It is apparent from the data in Table 1 that the dimeric trioxane nitrobenzoate ester 6a, at a single oral dose of only 7.1 mg/kg plus 21 mg/kg of mefloquine hydrochloride, is similar in antimalarial efficacy to trioxane drug 2b and that both dinitrobenzoate ester 6b and sulfonylbenzoate ester 6c are fully efficacious at curing the malaria-infected mice; all five mice in this 30-day surviving group were completely cured (no parasites in their blood on day 30 post infection). All of the benzoate esters 6a–6c, as well as trioxane drug 2b, caused at least 99.5% suppression of parasitemia on day 3 post-infection. The parent alcohol 5 was less efficacious than benzoate esters 6a–6c (data not shown). Neither overt toxicity nor behavioral change attributable to trioxane drug administration was observed in any of the malaria-infected animals cured by trioxane benzoate esters 6a-6c plus mefloquine hydrochloride combination.
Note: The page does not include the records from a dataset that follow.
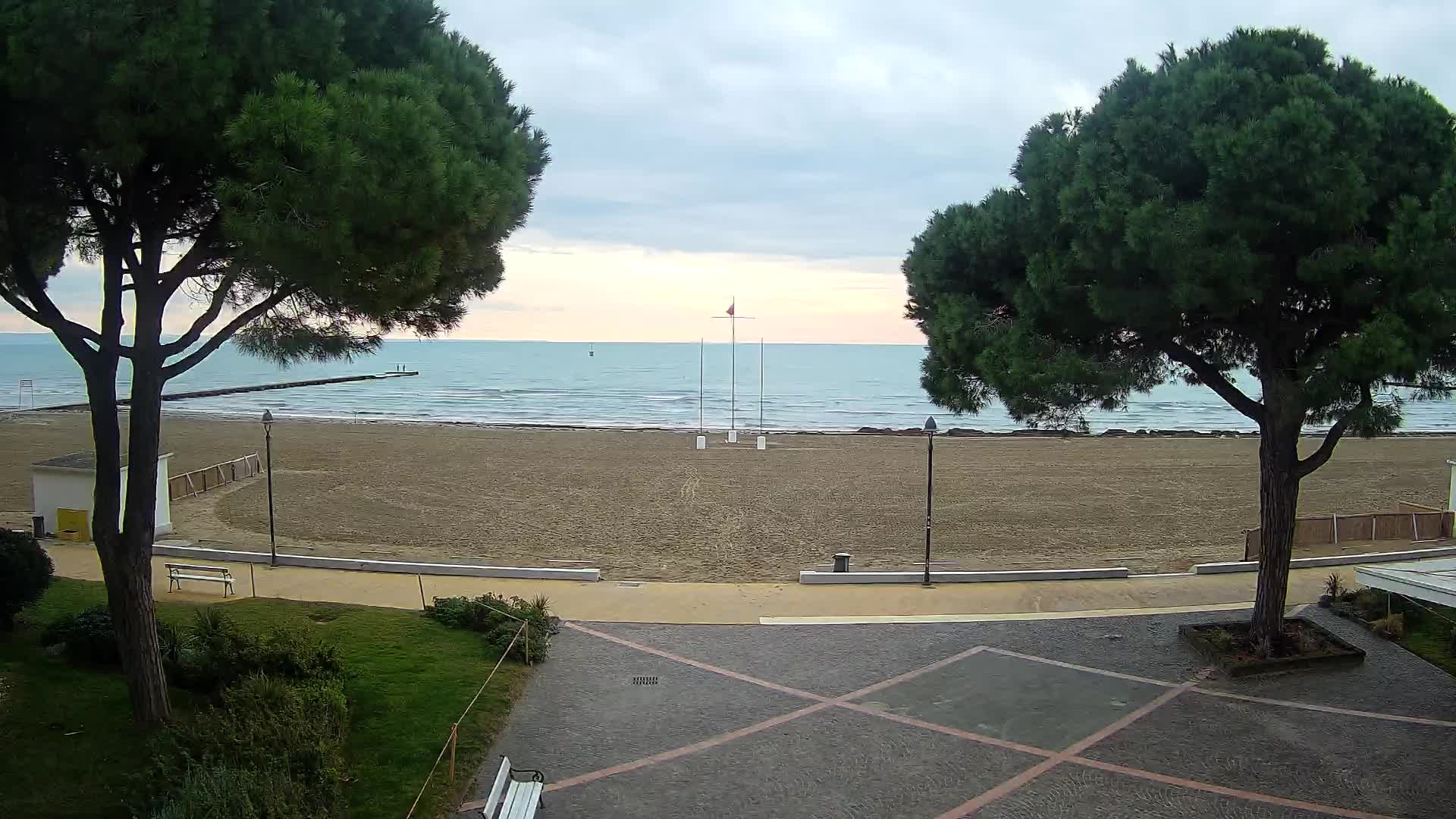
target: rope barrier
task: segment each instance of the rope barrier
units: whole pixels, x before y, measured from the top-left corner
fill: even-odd
[[[475,708],[476,700],[479,700],[480,695],[485,694],[485,686],[491,685],[491,678],[495,676],[495,672],[501,670],[501,663],[505,662],[505,656],[510,654],[511,648],[515,647],[515,640],[521,635],[523,631],[526,631],[524,621],[521,621],[521,627],[515,630],[515,635],[511,637],[510,644],[505,646],[505,651],[501,651],[501,659],[495,660],[495,667],[491,669],[491,673],[485,678],[485,682],[480,683],[480,689],[475,692],[475,697],[470,698],[470,704],[466,705],[464,711],[460,713],[460,718],[456,720],[453,726],[450,726],[450,739],[447,739],[446,743],[440,748],[440,753],[435,756],[435,764],[430,767],[430,774],[425,777],[425,784],[419,785],[419,793],[415,794],[415,802],[411,803],[409,813],[405,813],[405,819],[411,819],[415,815],[415,809],[419,807],[419,800],[425,796],[425,788],[430,787],[430,781],[434,780],[435,777],[435,769],[440,768],[440,761],[446,758],[446,751],[450,751],[450,748],[454,745],[456,726],[464,721],[464,717],[466,714],[470,713],[470,708]]]

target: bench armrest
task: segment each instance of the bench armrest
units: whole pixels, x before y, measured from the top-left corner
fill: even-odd
[[[511,775],[515,774],[530,774],[533,783],[546,783],[546,774],[542,774],[536,768],[511,768]]]

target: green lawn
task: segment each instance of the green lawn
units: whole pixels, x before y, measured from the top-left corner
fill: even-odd
[[[1421,611],[1415,618],[1406,618],[1405,637],[1399,643],[1412,654],[1446,669],[1446,673],[1456,675],[1456,656],[1450,650],[1452,628],[1456,628],[1453,625],[1456,609],[1433,603],[1421,605],[1425,606],[1425,611]],[[1406,611],[1409,608],[1406,606]]]
[[[79,669],[36,644],[39,624],[103,603],[100,583],[57,579],[25,614],[26,628],[0,635],[0,804],[6,816],[124,818],[149,759],[147,736],[131,724],[127,689],[108,670]],[[183,624],[195,605],[160,602]],[[297,625],[331,635],[348,673],[348,816],[399,819],[409,809],[450,723],[495,665],[479,634],[454,631],[419,612],[248,599],[224,606],[245,630]],[[460,726],[456,787],[444,762],[416,816],[444,816],[483,761],[511,697],[529,670],[505,663]],[[199,700],[173,689],[178,716]],[[79,732],[79,733],[76,733]],[[71,736],[67,736],[71,734]]]

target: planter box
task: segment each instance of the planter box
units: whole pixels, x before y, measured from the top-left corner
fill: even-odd
[[[1274,673],[1274,672],[1291,672],[1299,669],[1340,669],[1358,666],[1364,662],[1364,648],[1351,646],[1350,643],[1341,640],[1340,637],[1331,634],[1319,624],[1299,618],[1284,618],[1284,622],[1297,622],[1302,628],[1309,628],[1318,631],[1319,635],[1331,644],[1331,650],[1324,654],[1303,654],[1291,657],[1270,657],[1270,659],[1238,659],[1230,657],[1224,650],[1208,641],[1206,632],[1213,628],[1226,628],[1229,631],[1246,630],[1249,627],[1248,621],[1236,622],[1200,622],[1192,625],[1179,625],[1178,635],[1192,647],[1194,651],[1203,654],[1210,663],[1219,666],[1223,673],[1229,676],[1249,676],[1257,673]]]

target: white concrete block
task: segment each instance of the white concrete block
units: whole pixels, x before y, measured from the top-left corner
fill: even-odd
[[[1329,557],[1299,557],[1289,561],[1290,568],[1318,568],[1322,565],[1350,565],[1356,563],[1393,563],[1398,560],[1421,560],[1431,557],[1456,555],[1456,546],[1437,546],[1434,549],[1405,549],[1399,552],[1366,552],[1358,555],[1329,555]],[[1200,563],[1192,567],[1194,574],[1229,574],[1233,571],[1258,571],[1257,560],[1235,560],[1227,563]]]
[[[930,571],[932,583],[997,583],[1008,580],[1107,580],[1130,577],[1124,565],[1099,568],[1029,568],[1013,571]],[[925,571],[801,571],[799,583],[920,583]]]
[[[197,561],[221,560],[232,563],[268,563],[268,552],[245,552],[237,549],[204,549],[198,546],[151,545],[151,554],[185,557]],[[395,560],[358,560],[344,557],[278,555],[278,565],[303,565],[309,568],[347,568],[352,571],[386,571],[397,574],[450,574],[459,577],[517,577],[523,580],[601,580],[600,568],[553,568],[517,565],[469,565],[454,563],[408,563]]]

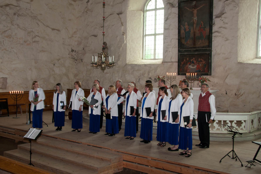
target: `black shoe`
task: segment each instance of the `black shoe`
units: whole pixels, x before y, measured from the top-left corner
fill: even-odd
[[[177,148],[176,149],[174,149],[174,150],[171,150],[171,149],[168,149],[168,150],[169,151],[178,151],[179,148]]]

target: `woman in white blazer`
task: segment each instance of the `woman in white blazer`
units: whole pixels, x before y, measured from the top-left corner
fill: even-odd
[[[104,106],[105,113],[110,114],[110,119],[106,119],[106,128],[107,133],[104,135],[110,136],[119,133],[119,123],[118,121],[118,107],[117,101],[118,95],[116,92],[115,87],[111,85],[109,87],[108,94],[105,99]]]
[[[176,116],[178,115],[179,109],[182,103],[183,98],[180,92],[179,87],[176,85],[173,85],[169,89],[172,95],[169,103],[168,142],[174,146],[169,147],[168,149],[170,151],[177,151],[179,150],[179,117],[178,117],[173,120],[172,114],[173,113],[175,114]]]
[[[83,101],[77,97],[76,95],[84,97],[84,92],[81,88],[81,83],[79,81],[76,81],[74,82],[74,88],[75,89],[72,92],[72,95],[70,100],[70,102],[72,102],[72,110],[73,111],[73,115],[72,119],[72,128],[73,129],[72,131],[80,132],[82,128],[82,105]],[[70,108],[69,108],[70,109]]]
[[[133,140],[136,137],[136,109],[137,108],[137,95],[133,91],[134,85],[128,83],[125,103],[125,130],[124,136],[127,136],[126,139]],[[131,108],[134,108],[134,112],[131,115]]]
[[[167,89],[165,86],[159,88],[159,95],[161,95],[159,98],[159,102],[157,110],[156,121],[158,121],[157,128],[157,141],[159,142],[157,144],[158,146],[164,147],[166,146],[166,142],[168,139],[168,115],[169,102],[169,98],[168,97]],[[162,116],[162,111],[165,112],[165,115],[163,119]],[[163,111],[163,112],[164,112]]]
[[[182,89],[181,94],[185,98],[179,110],[179,116],[180,127],[179,139],[179,148],[183,150],[179,154],[180,155],[186,154],[186,157],[191,155],[192,149],[192,123],[193,118],[194,103],[192,99],[189,97],[190,90],[188,88]],[[189,122],[187,125],[185,125],[183,119],[183,117],[189,116]],[[187,147],[188,149],[187,150]]]
[[[55,130],[62,130],[64,125],[64,115],[66,109],[66,94],[63,90],[62,84],[56,84],[55,92],[54,93],[52,100],[52,110],[54,113],[54,126],[57,127]],[[64,106],[61,108],[61,102],[63,101]]]
[[[92,89],[93,92],[91,93],[86,99],[90,102],[92,99],[93,98],[98,100],[98,102],[93,105],[89,105],[89,114],[90,115],[90,124],[89,127],[90,131],[89,133],[96,134],[100,131],[102,94],[98,92],[100,88],[98,84],[94,84]],[[97,106],[98,106],[98,108],[96,107]]]
[[[40,129],[43,127],[43,111],[45,99],[44,91],[39,87],[39,83],[34,81],[32,89],[29,91],[29,101],[31,102],[31,111],[33,113],[33,127]]]
[[[152,130],[153,118],[152,113],[155,105],[155,94],[152,92],[153,85],[151,83],[145,85],[146,93],[141,100],[141,125],[140,137],[143,140],[140,142],[145,144],[148,143],[152,140]],[[147,109],[147,111],[145,108]],[[148,115],[149,114],[148,116]]]

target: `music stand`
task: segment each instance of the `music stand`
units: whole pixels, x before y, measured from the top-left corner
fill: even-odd
[[[239,132],[238,131],[238,130],[236,129],[236,128],[234,127],[229,126],[227,125],[226,125],[225,124],[222,124],[222,125],[223,125],[223,126],[225,128],[225,129],[227,130],[227,131],[230,132],[232,132],[233,133],[233,135],[232,136],[232,139],[233,140],[233,148],[232,150],[230,151],[229,152],[227,153],[226,155],[224,156],[223,158],[221,159],[219,161],[219,162],[221,163],[221,160],[222,160],[223,158],[225,158],[226,156],[227,155],[230,157],[230,158],[231,159],[234,159],[235,158],[236,161],[237,160],[236,158],[238,158],[238,160],[239,160],[239,161],[240,161],[240,162],[241,163],[241,166],[243,167],[243,164],[242,164],[242,162],[241,162],[241,161],[240,160],[240,159],[239,159],[239,158],[238,158],[238,155],[236,155],[236,152],[234,150],[234,139],[235,136],[236,134],[242,135],[242,133],[241,133]],[[232,152],[232,156],[230,157],[228,154],[229,154],[230,152]]]

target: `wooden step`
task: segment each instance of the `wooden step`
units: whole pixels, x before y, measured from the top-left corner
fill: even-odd
[[[67,151],[84,155],[95,159],[99,159],[111,164],[122,162],[123,160],[122,155],[117,152],[62,140],[41,136],[37,142]]]
[[[29,152],[18,149],[7,151],[4,155],[16,161],[28,164],[30,162]],[[65,163],[59,160],[43,156],[36,153],[32,154],[31,163],[35,167],[44,169],[56,173],[95,173],[95,171]]]

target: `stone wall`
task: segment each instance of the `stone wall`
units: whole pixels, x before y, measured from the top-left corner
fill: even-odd
[[[238,62],[240,0],[214,2],[212,75],[207,77],[211,88],[220,91],[216,95],[219,112],[261,109],[260,65]],[[105,89],[120,79],[124,87],[134,81],[143,91],[149,78],[163,76],[167,71],[177,72],[177,0],[163,0],[162,62],[142,64],[141,61],[134,64],[133,59],[142,57],[142,41],[137,40],[142,39],[140,27],[146,1],[106,1],[104,41],[116,63],[103,73],[90,64],[92,55],[101,51],[102,1],[1,1],[0,77],[8,80],[6,89],[0,89],[0,92],[28,91],[35,80],[44,90],[54,89],[59,82],[64,89],[72,88],[76,80],[88,89],[96,79]],[[135,32],[131,32],[135,27],[138,28]],[[184,78],[177,76],[177,84]],[[156,87],[157,83],[153,85]],[[198,86],[198,83],[194,84]]]

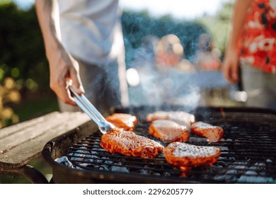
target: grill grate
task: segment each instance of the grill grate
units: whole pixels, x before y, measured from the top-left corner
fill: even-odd
[[[136,125],[135,133],[159,141],[148,133],[149,124],[145,121],[146,115],[154,111],[137,108],[122,112],[137,116],[139,122]],[[221,148],[219,161],[212,166],[181,171],[168,164],[163,153],[154,159],[111,154],[100,146],[100,132],[71,146],[67,151],[67,158],[78,169],[119,173],[122,175],[151,176],[156,179],[156,182],[162,178],[176,182],[276,183],[275,114],[239,112],[235,109],[226,111],[219,108],[198,109],[193,113],[197,121],[221,126],[224,129],[222,141],[213,144],[190,134],[190,144],[212,145]]]

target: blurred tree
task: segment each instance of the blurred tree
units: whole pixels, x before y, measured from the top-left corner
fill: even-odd
[[[11,78],[5,78],[0,84],[0,129],[19,121],[10,103],[18,103],[21,100],[19,88]]]
[[[0,82],[12,77],[23,97],[29,91],[49,92],[49,69],[35,9],[0,7]]]
[[[220,10],[215,16],[204,16],[197,18],[200,24],[205,25],[213,36],[216,46],[224,54],[226,42],[229,32],[234,1],[229,1],[222,4]]]
[[[192,21],[176,21],[171,16],[161,18],[151,18],[146,11],[125,11],[122,24],[126,48],[127,65],[134,55],[134,50],[141,45],[143,37],[152,35],[161,37],[168,34],[177,35],[184,47],[185,56],[190,59],[197,49],[200,35],[207,32],[204,25]]]

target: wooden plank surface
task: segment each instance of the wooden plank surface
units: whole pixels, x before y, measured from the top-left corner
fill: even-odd
[[[90,120],[83,112],[54,112],[0,129],[0,166],[26,165],[41,155],[48,141]]]

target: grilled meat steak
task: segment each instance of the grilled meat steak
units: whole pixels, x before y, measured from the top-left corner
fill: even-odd
[[[157,120],[169,120],[183,126],[190,126],[195,122],[195,115],[183,111],[156,111],[147,115],[146,119],[149,123]]]
[[[192,124],[190,129],[194,134],[206,137],[209,142],[219,141],[222,139],[224,133],[222,127],[213,126],[203,122]]]
[[[115,113],[105,117],[105,120],[113,124],[115,127],[122,128],[126,131],[133,131],[134,124],[138,121],[136,116],[125,113]]]
[[[211,165],[216,163],[221,154],[214,146],[195,146],[183,142],[173,142],[164,150],[168,163],[181,168]]]
[[[112,129],[103,134],[100,146],[112,153],[118,153],[127,156],[153,158],[163,151],[163,146],[152,139],[137,135],[132,132]]]
[[[190,138],[189,131],[185,126],[171,120],[159,120],[151,122],[149,132],[163,141],[187,141]]]

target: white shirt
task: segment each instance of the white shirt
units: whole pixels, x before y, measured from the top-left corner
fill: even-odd
[[[119,0],[59,0],[62,42],[91,64],[117,59],[124,50]]]

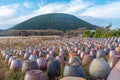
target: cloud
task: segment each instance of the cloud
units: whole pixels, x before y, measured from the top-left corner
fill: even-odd
[[[34,7],[38,8],[34,8]],[[0,28],[9,28],[34,16],[47,13],[68,13],[75,16],[92,16],[97,18],[120,18],[120,2],[95,5],[84,0],[53,2],[45,0],[26,0],[21,4],[0,6]],[[118,20],[118,19],[117,19]],[[120,20],[120,19],[119,19]]]
[[[120,18],[120,2],[107,3],[100,6],[92,6],[80,15],[97,18]]]
[[[17,4],[0,6],[0,19],[12,16],[17,9]]]

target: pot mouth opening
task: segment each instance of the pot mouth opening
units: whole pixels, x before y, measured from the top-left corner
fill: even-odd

In conclusion, easy 3-step syntheses of dimeric trioxane benzoate esters 6 were achieved in good overall yields from the natural trioxane artemisinin (1); scale-up synthesis to kilogram quantities of these thermally and hydrolytically stable new chemical entities is expected to be straightforward. The single oral dose antimalarial efficacy of dimeric benzoate esters 6b–6c combined with mefloquine hydrochloride is at least as good as that of the popular clinically-used monomeric trioxane drug 2b. Investigation of the preclinical pharmacology of dimeric trioxane benzoate esters 6a–6c will allow a fuller comparison of the chemotherapeutic value of these semi-synthetic endoperoxides versus that of the popular antimalarial trioxane drug 2b [Sagara et al., 2009; Gautam et al., 2009].

ACKNOWLEDGMENT

We thank the NIH (AI 34885 to G.H.P.), the Johns Hopkins Malaria Research Institute, and the Bloomberg Family Foundation for financial support (to G.H.P. and to N.K.).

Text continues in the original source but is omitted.